As Dave writes on his website:
"My work on this long-term project has been exhilarating and fascinating as I began to study bridges and began to realize they are engineering marvels. It came to my attention that in order to be able to capture a subject on film, paper, or canvas, one must understand your subject fully. For me, being able to 'Feel The Steel' was a way of understanding how and why bridges work and function. My vision of the great structures was getting better every year! For most of my images I take on the Bridges, I use a Hasselblad Camera in conjunction with a 'Gyro' stabilizer."

He showed us old cable wire and rivets from the bridge which were replaced in recent years and discussed his experiences as well as the history of the Manhattan Bridge, whose main design flaw seems to be that the four subway tracks on the lower level were placed on the outside rather than the center of the bridge.

Some of the engineering stuff Dave talked about frankly was as much above our head as is the bridge itself when we are strolling down DUMBO's streets, but he spoke about the deflection and resistance of the bridge and how the train tracks were really built when both people and trains were smaller and less heavy.

He showed all kinds of great photos he's taken - all with film, nothing digital - of the Manhattan Bridge, from the anchorage to what seemed like every conceivable spot and angle going up to the top.

He discussed the bridge's roadways, its construction, its color (we love the blue, but it was once gray) as well as his work habits and how he came to his love of bridges as a childhood devotee of Gilbert erector sets (the best).

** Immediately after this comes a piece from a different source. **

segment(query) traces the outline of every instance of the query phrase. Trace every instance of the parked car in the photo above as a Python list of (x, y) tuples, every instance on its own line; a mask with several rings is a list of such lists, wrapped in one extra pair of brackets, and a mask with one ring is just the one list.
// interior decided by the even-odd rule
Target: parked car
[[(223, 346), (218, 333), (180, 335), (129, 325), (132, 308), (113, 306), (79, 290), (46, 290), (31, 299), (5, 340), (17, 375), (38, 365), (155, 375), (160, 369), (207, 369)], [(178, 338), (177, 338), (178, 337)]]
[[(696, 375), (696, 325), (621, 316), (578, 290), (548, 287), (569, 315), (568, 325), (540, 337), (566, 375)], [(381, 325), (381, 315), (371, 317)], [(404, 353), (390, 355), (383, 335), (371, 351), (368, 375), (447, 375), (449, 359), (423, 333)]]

We were enthralled by his photographs and amazed at Dave the Bridge Guy's knowledge, not just of the Manhattan Bridge, but of every bridge in the city. He's a real living resource for New York history as well as a supremely talented artist. We're grateful to the Brooklyn Historical Society for giving us the opportunity to see Dave Frieder and his work and to listen to his engaging talk.